Akköy- Gölemezli termal su kaynakları ise Pamukkale Özel Çevre Koruma Bölgesi yakınlarında yer alıyor. Akköy İlçesi'ne bağlı Gölemezli Beldesi ile Çeşmebaşı ve Kavakbaşı köylerini kapsıyor.Akköy İlçesi'nde ayrıca jeotermal ısıtmalı seracılık da yapılıyor. Bölgede bulunan dört kaynak birbirlerinden çok farklı özelliklere sahip. Bunlardan su sıcaklığı 35-60 derece arasında değişen termal alan çamur hamamı olarak kullanılıyor.
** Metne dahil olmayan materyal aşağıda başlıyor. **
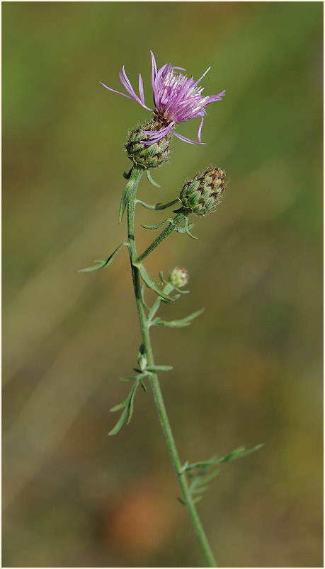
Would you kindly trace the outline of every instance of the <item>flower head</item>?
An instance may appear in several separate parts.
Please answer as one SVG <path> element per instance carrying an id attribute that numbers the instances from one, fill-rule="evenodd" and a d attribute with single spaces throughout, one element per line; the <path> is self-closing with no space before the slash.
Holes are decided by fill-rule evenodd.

Kaynak suyunun birleşiminde karbondioksit, sülfat, sodyum ve kalsiyum yer alıyor.Gölemezli'deki çamur kaplıcaları ise deri, mantar, sedef, egzama, hemoroid, kireçlenme ve rotamizma hastalıklarının tedavisi için tercih ediliyor.


Buldan Tripolis


Pamukkale -Akköy yolu üzerinde Tripolis Antik Kenti yakınında bulunuyor.

Çizmeli (Yenice)


Buldan'a 16 kilometre uzaklıkta. 56 derece sıcaklığındaki su romatizma, kalp-damar sertliği, hemoraid, karaciğer, deri, mide, bölrek ve kadın hastalıklarına iyi geliyor.

Çardak Beylerli


Beylerli Belediyesi'nin işlettiği kaplıca termal tesisi ilçe merkezine 20, Denizli'ye 78 kilometre uzaklıkta.